In most cases, data lineage is one option but rarely have I seen it called out as the only acceptable solution to meet a regulation. If the effort and cost of sustaining data lineage is being called out by the Global Systemically Important Banks (G-SIBS), one needs a sanity check before engaging in a full scale data lineage engagement. Here are some of the items to consider:

  1. It’s going to be a lot more expensive than you think.
  2. Multiple extraction vendors will be involved. 
  3. There is no standard interchange between various vendor’s lineage mappings.
  4. There will be some level of manual stitching of data. 
  5. There will be errors and omissions.
  6. Auditing, verification, and certification for lineage is going to be very hard.
  7. Business and Technical lineage is going to be hard to keep in synch.
  8. New technologies, upgrades, and acquisitions can break lineage.
  9. Cloud providers provide services and may not open up metadata for extraction.
  10. If it’s absolutely needed, provide lineage for pointed solutions, not enterprise wide. 
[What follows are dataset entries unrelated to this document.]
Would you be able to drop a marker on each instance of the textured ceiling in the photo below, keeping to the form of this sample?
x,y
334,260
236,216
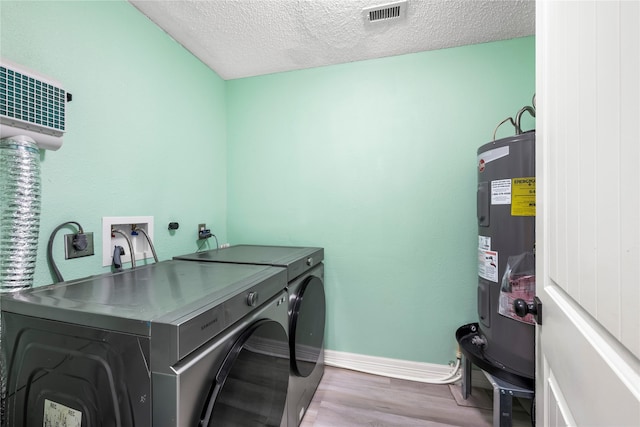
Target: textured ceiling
x,y
243,38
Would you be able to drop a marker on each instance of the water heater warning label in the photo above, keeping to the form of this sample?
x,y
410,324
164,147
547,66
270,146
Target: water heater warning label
x,y
488,264
523,196
57,415
501,192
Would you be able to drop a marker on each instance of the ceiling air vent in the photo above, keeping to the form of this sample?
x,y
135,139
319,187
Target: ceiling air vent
x,y
386,12
32,105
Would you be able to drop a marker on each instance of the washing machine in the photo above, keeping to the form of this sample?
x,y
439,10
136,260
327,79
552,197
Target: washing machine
x,y
170,344
305,285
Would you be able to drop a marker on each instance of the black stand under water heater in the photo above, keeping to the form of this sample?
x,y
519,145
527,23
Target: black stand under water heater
x,y
502,342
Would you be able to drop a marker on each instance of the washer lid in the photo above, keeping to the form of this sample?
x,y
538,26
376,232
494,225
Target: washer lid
x,y
296,259
168,293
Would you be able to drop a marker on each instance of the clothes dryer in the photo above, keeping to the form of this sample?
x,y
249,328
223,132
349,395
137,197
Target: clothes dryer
x,y
307,311
171,344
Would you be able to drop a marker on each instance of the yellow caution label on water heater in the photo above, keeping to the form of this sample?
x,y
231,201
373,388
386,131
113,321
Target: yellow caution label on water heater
x,y
523,196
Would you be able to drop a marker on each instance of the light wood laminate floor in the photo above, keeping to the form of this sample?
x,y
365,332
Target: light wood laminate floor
x,y
349,399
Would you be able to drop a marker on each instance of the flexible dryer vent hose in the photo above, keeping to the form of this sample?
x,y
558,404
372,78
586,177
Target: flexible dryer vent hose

The Alternative Approach – Don’t just trust the family tree, take the DNA test

Having looked at the lineage conundrum for quite some time, we came to the realization that a different approach was needed. If we take the analogy of ancestry one can research the family tree and get to a certain level of family history, but there will be gaps, language barriers, human errors, and omissions. An alternative method would be the use of DNA forensics to build a more accurate picture of your origin and possible health risks. With regard to an organization’s data, the Praxi approach de-emphasizes the means of movement and puts the focus wholly on data discovery, classification, and cataloging. Organizations can quickly identify what types of data they have and where it is located regardless of platform or location. As new systems are added or made redundant, the platform can instantly catalog and tag data DNA to provide context using established means of data patterns, curation, and machine learning models, allowing for the better identification of critical data to meet GDPR, CCPA or data provider restrictions. In essence, provide an inventory of the enterprise data with tagged sensitive or copyrighted content needed to meet various regulations are set in place.

To conclude, lineage is valuable but only in a cost controlled and scope restricted environment, with a set of outcomes that are pre-planned, demonstrable, and, most importantly, maintainable. In a modern world, where business users are more tech savvy than ever, they will not be shoehorned into solutions purely on the basis that they bode well for Data Lineage but fail to meet their ever changing business needs. IT needs to acknowledge the landscape change and the capabilities and limitations of Data Lineage, and leverage other approaches to complement and, in some cases, even supplant lineage altogether.